A credible IRS is crucial
Attacks seek to undermine agency’s ability to roll out reform law
It didn’t take long for the IRS scandal to metastasize. Last week, the midlevel bureaucrat at the center of the mushrooming affair, Lois Lerner, invoked her constitutional right to avoid self-incrimination. Rep. Darrell Issa (R-Calif.), chairman of the House Oversight and Government Reform Committee, said the public should draw no inference from her refusal to testify about the “outrageous IRS targeting of Americans for their political beliefs.” Right.
“What’s she hiding?” Rep. Vern Buchanan (R-Fla.) told Politico. “The American people demand and deserve answers.” House Speaker John Boehner (R-Ohio) set the tone by demanding before the first hearing that someone go to jail.
The Obama administration did little better in its effort to avoid getting bogged down in multiple congressional investigations. The president dispatched Attorney General Eric Holder to launch his own investigation even though IRS officials testified under oath that there had been no communications between the White House and the IRS, which was also the finding of the Treasury’s inspector general.
So what does any of this have to do with healthcare reform, you may be asking? Last week, I called the head of the scrupulously nonpartisan Tax Policy Center in Washington to see if the scandal would have any impact on the IRS’ ability to carry out its role in the Patient Protection and Affordable Care Act, aka Obamacare. His answer: “I don’t know.”
That’s a disturbing response. The IRS’ entire mission—collecting taxes—depends on the American people’s faith in its ability to carry out the law in a fair and evenhanded manner. If it loses its credibility, the rollout of healthcare reform is doomed. Let us count the ways the IRS will be crucial to carrying out the law. The IRS will be responsible for determining household income and eligibility for insurance subsidies on the state and federal exchanges, as well as imposing a tax on people who fail to buy insurance.
The IRS will be assessing a $2,000-per-employee penalty on employers with more than 50 workers who do not offer health insurance coverage to their workers.

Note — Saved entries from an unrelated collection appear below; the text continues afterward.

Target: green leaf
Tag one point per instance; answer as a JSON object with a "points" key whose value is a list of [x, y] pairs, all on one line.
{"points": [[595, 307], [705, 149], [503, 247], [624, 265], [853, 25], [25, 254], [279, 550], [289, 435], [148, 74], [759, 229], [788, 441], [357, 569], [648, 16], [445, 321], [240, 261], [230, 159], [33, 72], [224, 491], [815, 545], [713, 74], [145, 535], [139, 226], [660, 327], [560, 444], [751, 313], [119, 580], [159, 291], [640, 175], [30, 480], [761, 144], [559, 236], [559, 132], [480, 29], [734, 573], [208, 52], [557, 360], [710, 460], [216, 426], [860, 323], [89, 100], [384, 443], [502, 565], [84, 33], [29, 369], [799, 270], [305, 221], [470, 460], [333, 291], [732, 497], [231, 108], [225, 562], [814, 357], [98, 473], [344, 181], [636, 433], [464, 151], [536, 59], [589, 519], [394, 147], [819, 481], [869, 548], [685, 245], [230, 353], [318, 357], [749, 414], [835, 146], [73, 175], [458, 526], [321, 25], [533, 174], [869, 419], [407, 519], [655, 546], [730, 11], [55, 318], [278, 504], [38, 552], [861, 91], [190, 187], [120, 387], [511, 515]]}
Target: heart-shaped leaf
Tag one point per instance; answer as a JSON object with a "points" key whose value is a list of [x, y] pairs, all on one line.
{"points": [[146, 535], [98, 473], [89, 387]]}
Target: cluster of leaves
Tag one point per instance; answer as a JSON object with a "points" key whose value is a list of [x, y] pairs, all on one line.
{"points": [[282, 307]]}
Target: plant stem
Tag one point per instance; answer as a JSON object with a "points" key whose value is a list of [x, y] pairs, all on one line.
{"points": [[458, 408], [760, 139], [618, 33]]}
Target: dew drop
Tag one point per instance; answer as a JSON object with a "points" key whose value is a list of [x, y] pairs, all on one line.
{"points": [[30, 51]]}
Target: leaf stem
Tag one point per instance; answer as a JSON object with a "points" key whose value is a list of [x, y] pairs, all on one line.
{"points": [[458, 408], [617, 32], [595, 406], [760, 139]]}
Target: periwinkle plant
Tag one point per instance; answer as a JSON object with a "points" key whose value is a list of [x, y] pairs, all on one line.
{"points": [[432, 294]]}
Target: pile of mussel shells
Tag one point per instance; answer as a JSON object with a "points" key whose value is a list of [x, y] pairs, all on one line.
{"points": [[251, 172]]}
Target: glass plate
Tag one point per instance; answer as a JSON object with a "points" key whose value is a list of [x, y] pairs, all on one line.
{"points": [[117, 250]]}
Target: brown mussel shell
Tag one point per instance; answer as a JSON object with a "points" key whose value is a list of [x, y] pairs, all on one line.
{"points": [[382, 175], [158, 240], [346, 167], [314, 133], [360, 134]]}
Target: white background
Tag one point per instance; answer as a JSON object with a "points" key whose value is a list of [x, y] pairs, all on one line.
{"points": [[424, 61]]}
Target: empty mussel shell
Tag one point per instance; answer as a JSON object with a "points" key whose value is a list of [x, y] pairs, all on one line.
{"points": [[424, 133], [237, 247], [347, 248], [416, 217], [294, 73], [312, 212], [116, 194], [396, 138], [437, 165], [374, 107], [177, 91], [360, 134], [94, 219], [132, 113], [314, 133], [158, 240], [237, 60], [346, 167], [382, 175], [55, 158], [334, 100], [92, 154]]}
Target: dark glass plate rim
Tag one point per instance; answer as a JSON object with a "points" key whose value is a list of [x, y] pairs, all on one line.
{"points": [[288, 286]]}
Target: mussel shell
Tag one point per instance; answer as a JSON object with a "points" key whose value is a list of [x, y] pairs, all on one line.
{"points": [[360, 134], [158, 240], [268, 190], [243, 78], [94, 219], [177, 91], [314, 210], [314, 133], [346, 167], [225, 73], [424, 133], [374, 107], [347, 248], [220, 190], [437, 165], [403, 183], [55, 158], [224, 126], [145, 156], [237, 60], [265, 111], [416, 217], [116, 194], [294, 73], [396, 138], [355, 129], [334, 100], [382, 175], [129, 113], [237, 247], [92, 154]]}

It will allocate tax credits to small businesses with fewer than 25 workers that offer coverage as long as they pay for half the cost.
To finance healthcare reform, the IRS will be collecting a slew of new and expanded taxes. They include a 0.9% Medicare surtax on family incomes over $250,000 and individual incomes over $125,000, and expanding the Medicare payroll tax to cover interest, dividends and capital gains, which go mostly to the well-off. Indeed, 85% of the $318 billion raised over the next decade by those two levies will come from the top 1% of households.

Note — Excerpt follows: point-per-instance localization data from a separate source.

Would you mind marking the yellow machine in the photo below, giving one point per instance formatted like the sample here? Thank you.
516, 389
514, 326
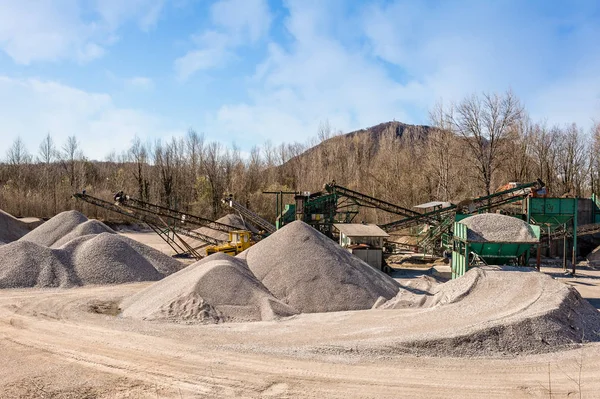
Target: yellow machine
239, 240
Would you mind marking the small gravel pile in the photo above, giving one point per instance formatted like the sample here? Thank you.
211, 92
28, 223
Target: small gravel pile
56, 228
83, 229
92, 259
230, 220
494, 227
11, 228
26, 264
219, 288
594, 257
311, 273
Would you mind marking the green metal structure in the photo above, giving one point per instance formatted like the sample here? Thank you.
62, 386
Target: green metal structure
466, 253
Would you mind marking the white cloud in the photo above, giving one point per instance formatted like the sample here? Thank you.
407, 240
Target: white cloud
140, 82
32, 31
235, 23
31, 108
317, 78
395, 60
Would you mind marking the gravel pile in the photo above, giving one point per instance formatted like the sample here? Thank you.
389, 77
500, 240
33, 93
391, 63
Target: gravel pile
507, 310
311, 273
83, 229
11, 228
219, 288
230, 220
92, 259
594, 257
56, 228
26, 264
494, 227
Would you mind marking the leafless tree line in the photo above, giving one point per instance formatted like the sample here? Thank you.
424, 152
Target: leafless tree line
471, 148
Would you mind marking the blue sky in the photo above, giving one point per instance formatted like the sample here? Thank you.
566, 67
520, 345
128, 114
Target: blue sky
248, 71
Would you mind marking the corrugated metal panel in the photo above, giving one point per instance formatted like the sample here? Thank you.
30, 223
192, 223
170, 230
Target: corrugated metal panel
360, 230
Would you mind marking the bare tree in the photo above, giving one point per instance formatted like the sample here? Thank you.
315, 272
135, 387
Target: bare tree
484, 123
69, 157
17, 154
139, 156
440, 148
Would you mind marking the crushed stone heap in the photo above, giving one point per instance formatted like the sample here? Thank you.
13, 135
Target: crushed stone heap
230, 220
92, 259
11, 228
56, 228
494, 227
84, 229
311, 273
494, 310
216, 289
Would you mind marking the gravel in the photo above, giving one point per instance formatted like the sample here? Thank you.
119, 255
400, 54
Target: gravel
507, 310
311, 273
83, 229
231, 220
219, 288
104, 258
494, 227
11, 228
56, 228
594, 257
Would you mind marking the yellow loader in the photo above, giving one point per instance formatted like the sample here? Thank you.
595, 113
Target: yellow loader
239, 240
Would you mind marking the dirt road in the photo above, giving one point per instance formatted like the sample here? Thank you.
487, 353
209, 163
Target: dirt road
53, 344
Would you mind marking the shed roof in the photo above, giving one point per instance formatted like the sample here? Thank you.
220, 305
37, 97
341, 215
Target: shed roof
433, 204
360, 230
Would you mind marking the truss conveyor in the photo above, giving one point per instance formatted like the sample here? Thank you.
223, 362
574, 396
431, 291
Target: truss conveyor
250, 216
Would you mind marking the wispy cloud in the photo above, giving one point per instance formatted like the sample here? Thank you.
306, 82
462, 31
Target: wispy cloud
140, 82
66, 29
234, 23
30, 108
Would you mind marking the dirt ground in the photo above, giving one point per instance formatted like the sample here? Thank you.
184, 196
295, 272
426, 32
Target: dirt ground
71, 344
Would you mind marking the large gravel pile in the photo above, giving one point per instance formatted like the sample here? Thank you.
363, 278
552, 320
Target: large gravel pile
56, 228
230, 220
93, 259
215, 289
83, 229
26, 264
504, 310
11, 228
494, 227
311, 273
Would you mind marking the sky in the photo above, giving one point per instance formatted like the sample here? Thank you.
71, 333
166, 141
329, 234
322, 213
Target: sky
245, 72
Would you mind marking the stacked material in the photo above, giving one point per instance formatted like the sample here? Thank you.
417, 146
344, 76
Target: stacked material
509, 310
56, 228
594, 257
91, 259
494, 227
84, 229
311, 273
11, 228
295, 270
215, 289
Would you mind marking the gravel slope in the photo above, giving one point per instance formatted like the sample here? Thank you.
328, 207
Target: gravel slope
494, 227
56, 228
11, 228
104, 258
217, 288
312, 273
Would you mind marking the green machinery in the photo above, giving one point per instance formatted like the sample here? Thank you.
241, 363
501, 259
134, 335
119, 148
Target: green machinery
466, 253
336, 204
441, 221
339, 204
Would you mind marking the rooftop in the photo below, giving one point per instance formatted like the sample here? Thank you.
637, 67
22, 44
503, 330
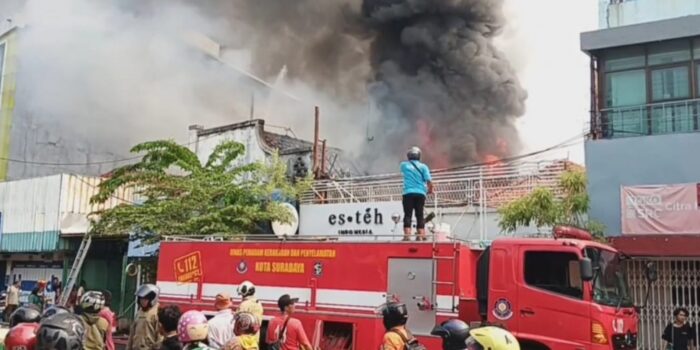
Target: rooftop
674, 28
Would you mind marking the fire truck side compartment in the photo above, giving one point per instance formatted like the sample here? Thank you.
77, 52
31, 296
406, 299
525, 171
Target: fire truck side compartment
411, 280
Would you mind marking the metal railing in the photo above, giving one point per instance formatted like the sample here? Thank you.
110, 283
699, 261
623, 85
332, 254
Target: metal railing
678, 286
649, 119
489, 186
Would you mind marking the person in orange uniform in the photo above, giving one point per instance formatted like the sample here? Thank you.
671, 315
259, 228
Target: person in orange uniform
397, 336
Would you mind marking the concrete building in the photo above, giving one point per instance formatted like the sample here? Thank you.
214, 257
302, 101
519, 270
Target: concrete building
42, 221
260, 145
640, 156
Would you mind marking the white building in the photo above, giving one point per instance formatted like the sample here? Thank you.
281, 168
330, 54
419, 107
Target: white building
260, 145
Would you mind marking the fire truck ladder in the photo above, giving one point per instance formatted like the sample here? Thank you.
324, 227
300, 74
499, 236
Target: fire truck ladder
75, 269
437, 258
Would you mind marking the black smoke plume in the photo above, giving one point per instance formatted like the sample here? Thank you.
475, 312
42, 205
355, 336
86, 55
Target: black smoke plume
429, 67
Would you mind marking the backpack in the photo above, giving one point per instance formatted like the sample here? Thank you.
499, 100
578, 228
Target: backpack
277, 345
411, 343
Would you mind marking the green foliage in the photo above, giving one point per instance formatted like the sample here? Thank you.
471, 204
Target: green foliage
182, 196
543, 209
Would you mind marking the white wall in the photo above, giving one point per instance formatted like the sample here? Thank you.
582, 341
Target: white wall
247, 136
30, 205
52, 203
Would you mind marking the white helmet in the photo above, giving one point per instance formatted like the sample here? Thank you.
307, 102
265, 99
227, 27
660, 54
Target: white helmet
246, 288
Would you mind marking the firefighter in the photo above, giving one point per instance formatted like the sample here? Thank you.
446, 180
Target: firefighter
491, 338
62, 331
25, 314
249, 302
22, 337
144, 332
454, 334
417, 184
397, 337
193, 331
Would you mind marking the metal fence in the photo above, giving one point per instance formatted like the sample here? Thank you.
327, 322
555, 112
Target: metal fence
485, 186
649, 119
678, 285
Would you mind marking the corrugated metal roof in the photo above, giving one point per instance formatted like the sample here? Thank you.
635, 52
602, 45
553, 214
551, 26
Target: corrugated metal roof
29, 242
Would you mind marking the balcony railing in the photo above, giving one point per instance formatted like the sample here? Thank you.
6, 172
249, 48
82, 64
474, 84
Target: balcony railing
649, 119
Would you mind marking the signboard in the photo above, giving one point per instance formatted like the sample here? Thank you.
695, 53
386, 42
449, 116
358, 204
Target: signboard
188, 268
352, 220
661, 209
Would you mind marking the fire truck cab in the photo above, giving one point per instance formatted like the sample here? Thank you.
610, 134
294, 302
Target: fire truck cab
561, 292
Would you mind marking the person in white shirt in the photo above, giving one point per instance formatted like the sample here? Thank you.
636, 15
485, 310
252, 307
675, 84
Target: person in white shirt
221, 325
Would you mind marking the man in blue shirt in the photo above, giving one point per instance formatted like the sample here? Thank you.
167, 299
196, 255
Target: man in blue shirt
417, 184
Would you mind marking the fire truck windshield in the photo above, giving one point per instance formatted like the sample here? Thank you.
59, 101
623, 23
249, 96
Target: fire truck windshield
610, 278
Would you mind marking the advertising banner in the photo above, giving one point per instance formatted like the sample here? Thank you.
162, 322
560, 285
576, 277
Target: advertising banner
660, 209
352, 220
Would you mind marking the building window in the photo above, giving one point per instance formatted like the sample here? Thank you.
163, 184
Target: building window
670, 84
669, 52
626, 117
554, 271
647, 89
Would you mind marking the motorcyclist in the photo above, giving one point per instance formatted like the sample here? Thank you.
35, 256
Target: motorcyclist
491, 338
397, 336
145, 330
249, 303
96, 327
193, 331
61, 331
25, 314
454, 334
22, 337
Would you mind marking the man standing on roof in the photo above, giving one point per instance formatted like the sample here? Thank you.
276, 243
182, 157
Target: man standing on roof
417, 184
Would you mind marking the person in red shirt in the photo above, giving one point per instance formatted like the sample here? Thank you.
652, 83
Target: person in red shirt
287, 329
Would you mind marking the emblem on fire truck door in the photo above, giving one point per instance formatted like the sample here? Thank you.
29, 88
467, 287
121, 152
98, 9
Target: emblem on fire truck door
242, 267
502, 310
318, 269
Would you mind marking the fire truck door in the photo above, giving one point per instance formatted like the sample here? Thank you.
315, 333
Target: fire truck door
411, 280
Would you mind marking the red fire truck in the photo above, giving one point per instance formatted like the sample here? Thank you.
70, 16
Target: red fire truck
563, 292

The IRS will be collecting new taxes from the medical device, pharmaceutical and health insurance industries. Starting in 2018, it will impose a tax on Cadillac plans, which will require it to determine if the cost of family coverage exceeds $27,500.

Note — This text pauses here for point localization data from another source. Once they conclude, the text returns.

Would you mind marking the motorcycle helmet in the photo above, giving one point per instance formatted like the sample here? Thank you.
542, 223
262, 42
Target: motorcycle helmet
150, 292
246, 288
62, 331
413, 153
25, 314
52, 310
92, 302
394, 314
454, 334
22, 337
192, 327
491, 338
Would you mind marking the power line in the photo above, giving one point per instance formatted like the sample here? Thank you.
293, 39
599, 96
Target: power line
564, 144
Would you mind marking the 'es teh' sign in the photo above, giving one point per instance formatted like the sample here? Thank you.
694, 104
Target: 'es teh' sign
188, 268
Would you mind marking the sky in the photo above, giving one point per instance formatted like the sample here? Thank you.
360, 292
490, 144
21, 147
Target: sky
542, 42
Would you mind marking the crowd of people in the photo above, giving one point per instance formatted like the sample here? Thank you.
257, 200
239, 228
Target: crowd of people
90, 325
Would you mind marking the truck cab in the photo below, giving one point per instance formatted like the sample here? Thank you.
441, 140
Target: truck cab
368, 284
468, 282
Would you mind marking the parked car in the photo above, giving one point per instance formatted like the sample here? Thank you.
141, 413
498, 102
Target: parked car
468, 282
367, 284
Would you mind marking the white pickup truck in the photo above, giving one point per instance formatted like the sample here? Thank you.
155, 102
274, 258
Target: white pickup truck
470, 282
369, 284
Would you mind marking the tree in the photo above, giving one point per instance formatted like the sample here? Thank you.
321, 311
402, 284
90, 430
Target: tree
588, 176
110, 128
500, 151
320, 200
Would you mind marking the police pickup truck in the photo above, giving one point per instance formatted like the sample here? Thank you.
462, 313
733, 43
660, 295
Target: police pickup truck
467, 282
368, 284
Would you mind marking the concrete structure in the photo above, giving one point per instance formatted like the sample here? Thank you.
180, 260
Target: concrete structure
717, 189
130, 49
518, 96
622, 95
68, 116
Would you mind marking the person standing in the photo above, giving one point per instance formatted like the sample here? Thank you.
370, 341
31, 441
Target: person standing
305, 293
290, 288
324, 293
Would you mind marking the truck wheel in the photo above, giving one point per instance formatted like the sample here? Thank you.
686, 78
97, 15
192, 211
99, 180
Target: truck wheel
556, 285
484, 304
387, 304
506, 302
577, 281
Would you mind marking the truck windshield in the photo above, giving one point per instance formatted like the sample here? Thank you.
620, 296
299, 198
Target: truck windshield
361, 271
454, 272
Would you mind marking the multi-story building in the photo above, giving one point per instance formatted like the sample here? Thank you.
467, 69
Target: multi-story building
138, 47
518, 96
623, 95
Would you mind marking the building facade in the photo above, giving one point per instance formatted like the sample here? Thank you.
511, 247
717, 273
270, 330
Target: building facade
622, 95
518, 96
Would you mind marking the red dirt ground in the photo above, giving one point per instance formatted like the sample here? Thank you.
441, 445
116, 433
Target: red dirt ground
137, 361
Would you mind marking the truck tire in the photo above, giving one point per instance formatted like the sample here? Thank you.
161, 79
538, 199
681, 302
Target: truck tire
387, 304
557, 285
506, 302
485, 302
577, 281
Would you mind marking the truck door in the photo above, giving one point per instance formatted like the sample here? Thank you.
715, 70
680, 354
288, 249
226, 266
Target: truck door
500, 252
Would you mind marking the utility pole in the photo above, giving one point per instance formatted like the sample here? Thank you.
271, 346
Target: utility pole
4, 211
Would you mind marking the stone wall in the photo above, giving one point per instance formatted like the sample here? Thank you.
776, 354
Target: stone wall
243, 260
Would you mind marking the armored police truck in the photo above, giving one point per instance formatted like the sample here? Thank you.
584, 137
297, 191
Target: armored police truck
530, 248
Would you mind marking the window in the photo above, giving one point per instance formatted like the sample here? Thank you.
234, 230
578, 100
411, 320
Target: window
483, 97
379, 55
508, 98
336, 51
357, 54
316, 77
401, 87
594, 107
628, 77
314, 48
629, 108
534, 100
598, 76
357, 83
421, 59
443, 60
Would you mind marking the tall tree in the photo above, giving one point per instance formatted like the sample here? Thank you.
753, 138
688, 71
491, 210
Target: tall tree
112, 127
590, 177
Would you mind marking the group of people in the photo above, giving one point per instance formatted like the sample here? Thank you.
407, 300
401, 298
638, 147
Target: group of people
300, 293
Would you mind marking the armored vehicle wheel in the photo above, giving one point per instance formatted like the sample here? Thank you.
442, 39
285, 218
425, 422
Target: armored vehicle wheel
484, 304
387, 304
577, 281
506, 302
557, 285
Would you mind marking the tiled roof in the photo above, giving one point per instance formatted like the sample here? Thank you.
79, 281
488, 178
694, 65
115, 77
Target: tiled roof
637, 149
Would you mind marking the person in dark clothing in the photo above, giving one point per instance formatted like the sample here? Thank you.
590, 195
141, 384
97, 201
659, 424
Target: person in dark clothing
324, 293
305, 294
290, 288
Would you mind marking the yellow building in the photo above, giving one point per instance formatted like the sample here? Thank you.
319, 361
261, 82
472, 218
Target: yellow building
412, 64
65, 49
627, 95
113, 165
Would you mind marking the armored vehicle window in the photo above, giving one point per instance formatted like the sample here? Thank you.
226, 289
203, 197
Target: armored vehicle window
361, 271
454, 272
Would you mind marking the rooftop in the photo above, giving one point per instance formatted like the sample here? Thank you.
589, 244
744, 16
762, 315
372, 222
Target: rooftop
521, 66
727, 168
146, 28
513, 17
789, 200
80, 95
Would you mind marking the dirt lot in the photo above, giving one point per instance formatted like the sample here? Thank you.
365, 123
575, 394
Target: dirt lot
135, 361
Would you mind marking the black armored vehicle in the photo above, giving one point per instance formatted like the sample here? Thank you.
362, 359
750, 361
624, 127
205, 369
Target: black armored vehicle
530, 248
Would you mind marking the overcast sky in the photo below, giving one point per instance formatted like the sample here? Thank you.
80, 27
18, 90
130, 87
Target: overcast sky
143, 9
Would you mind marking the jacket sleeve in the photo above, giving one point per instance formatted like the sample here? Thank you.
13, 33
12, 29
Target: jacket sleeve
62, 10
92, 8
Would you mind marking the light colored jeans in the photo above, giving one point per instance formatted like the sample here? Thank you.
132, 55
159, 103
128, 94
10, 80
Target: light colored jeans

But it isn’t just anti-tax fever that is motivating the Tea Partybacked opponents of Obamacare. Last week, Rep. Michele Bachmann (R-Minn.) told ABC News that Americans’ “most personal, sensitive, intimate, private healthcare information is in the hands of the IRS that’s been willing to use people’s tax information against political opponents of this administration.”
IRS officials have repeatedly testified on Capitol Hill—long before the current affair—that they would have no access to personal health information. The journalism watchdog Factcheck.org called the Bachmann slur an example of “Republican overreach” on the IRS issue.
We’re at a moment when what the uninsured public and small employers need is honest, dispassionate information about the rollout of reform. What we’ve got instead is a public square dominated by political opportunists whose only mission is undermining the law and politically destroying its namesake.